しかしながら、どこの鍼灸院でもこの様な考えで治療をおこなっているわけではありません。一般 的には局所的な治療を行なっている所が多いかと思います。

 

さて、もう一点お伝えしたいことが御座います。

当院では過去に東洋医学の受診の機会を失った方々を存じ上げています。

それは東洋医学に関して詳しい知識と治療理論を存じ上げない先生方にアドバイスを受けたからであります。

この様な方々に、「針灸治療を受けていれば・・・」と思うことがありました。

特に下記の疾患は早めに受診をされると良いです。

顔面麻痺・突発性難聴・帯状疱疹・肩関節周囲炎(五十肩)

急性腰痛(ぎっくり腰)・寝違い・発熱症状・逆子

その他、月経不順・月経痛・更年期障害・不妊・欠乳

アレルギー性鼻炎・アトピー性皮膚炎、など

これらの疾患はほんの一例です。

疾患によっては、薬だけの服用治療よりも、針灸治療を併用することにより 一層症状が早く改善されて行きます。

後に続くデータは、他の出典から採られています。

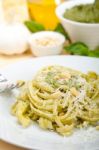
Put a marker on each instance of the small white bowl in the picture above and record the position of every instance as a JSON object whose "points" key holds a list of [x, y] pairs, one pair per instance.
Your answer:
{"points": [[46, 43], [87, 33]]}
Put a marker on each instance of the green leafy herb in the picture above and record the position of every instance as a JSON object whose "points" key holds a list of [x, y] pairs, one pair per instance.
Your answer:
{"points": [[77, 48], [61, 30], [33, 26], [94, 53], [80, 48], [96, 3]]}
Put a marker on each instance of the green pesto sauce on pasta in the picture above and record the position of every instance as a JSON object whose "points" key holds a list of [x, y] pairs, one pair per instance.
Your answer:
{"points": [[59, 99]]}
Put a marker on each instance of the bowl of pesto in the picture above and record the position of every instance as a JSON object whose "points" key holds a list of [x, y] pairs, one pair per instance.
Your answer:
{"points": [[81, 20]]}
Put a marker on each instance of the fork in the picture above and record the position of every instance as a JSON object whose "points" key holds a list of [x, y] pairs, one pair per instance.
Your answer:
{"points": [[6, 85]]}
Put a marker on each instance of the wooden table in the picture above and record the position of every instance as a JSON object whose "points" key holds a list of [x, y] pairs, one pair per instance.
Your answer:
{"points": [[4, 61]]}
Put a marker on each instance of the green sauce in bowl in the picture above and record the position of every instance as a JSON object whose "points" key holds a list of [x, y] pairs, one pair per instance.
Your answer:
{"points": [[88, 13]]}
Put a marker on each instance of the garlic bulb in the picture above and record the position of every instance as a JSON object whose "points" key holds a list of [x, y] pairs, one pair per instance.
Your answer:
{"points": [[13, 39]]}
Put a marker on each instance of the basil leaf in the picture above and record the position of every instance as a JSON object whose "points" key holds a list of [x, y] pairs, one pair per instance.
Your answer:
{"points": [[78, 48], [61, 30], [33, 26], [94, 53]]}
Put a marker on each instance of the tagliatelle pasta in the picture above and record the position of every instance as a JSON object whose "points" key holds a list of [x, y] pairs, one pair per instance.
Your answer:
{"points": [[59, 99]]}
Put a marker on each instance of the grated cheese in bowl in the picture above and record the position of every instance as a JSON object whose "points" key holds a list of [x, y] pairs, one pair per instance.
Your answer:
{"points": [[46, 43]]}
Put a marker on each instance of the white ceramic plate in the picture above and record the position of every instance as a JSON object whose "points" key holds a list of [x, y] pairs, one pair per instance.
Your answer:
{"points": [[33, 137]]}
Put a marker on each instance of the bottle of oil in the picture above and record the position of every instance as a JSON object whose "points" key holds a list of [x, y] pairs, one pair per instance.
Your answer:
{"points": [[43, 11]]}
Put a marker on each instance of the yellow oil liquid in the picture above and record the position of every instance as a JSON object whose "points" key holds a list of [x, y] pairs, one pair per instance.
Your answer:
{"points": [[43, 11]]}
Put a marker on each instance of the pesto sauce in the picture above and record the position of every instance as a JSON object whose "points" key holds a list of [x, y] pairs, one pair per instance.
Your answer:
{"points": [[88, 13]]}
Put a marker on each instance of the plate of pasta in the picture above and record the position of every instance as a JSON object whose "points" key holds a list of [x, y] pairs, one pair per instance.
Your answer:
{"points": [[57, 108]]}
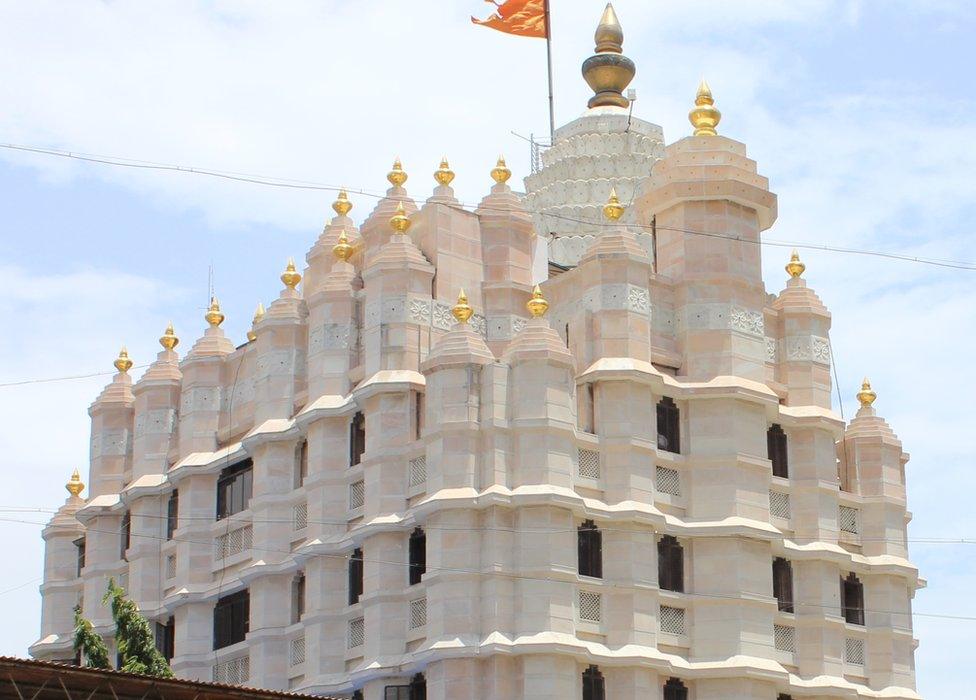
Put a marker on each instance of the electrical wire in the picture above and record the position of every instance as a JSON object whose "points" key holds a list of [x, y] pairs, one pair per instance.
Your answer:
{"points": [[468, 207]]}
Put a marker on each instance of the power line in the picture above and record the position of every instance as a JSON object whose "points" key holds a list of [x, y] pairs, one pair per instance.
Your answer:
{"points": [[270, 181]]}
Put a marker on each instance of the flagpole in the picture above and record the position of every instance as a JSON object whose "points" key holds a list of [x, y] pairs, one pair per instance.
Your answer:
{"points": [[552, 113]]}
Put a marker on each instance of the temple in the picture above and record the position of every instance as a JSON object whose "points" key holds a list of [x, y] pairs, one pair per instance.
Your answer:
{"points": [[441, 467]]}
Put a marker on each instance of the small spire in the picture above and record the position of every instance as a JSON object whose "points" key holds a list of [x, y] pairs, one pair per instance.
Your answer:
{"points": [[537, 305], [704, 116], [291, 277], [169, 340], [609, 36], [613, 209], [397, 176], [794, 267], [462, 312], [122, 363], [400, 222], [444, 175], [342, 205], [258, 315], [213, 315], [500, 173], [75, 485], [342, 250], [866, 395]]}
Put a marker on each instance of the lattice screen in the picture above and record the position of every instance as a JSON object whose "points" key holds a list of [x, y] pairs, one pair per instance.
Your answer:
{"points": [[589, 603], [668, 481], [357, 494], [357, 633], [418, 471], [418, 613], [779, 504], [848, 518], [854, 651], [672, 620], [296, 651], [299, 519], [233, 671], [589, 462], [785, 638]]}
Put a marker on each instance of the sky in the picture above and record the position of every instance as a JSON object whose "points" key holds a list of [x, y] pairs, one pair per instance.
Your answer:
{"points": [[860, 112]]}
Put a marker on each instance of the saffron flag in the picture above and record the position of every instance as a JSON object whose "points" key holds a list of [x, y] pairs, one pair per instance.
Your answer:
{"points": [[521, 17]]}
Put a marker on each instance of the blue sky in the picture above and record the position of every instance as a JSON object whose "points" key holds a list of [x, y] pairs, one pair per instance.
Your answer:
{"points": [[861, 114]]}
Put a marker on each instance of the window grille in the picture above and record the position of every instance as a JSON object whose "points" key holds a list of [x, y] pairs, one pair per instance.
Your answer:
{"points": [[231, 543], [357, 632], [668, 481], [589, 464], [418, 471], [784, 637], [779, 505], [296, 651], [848, 519], [300, 517], [854, 651], [418, 613], [672, 620], [233, 671], [357, 495], [589, 604]]}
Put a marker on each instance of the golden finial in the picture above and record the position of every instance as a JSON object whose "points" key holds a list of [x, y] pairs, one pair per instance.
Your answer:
{"points": [[608, 72], [213, 315], [537, 305], [705, 115], [342, 250], [122, 363], [258, 315], [444, 175], [500, 173], [291, 277], [342, 205], [794, 267], [75, 485], [400, 222], [397, 176], [866, 395], [462, 312], [169, 339], [613, 209]]}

針灸治療はやはり経験のある専門家にご相談された方が良いと思います。

 

当院は決して医療評論家では御座いませんが、世の中で東洋医学にまつわる実際に起きている事を一人でも多くの方々に知って頂きたいと願っております。

 

少しでも多くの方に本当の中医鍼灸をご理解して頂き、お体のために役立てていただければ幸に思います。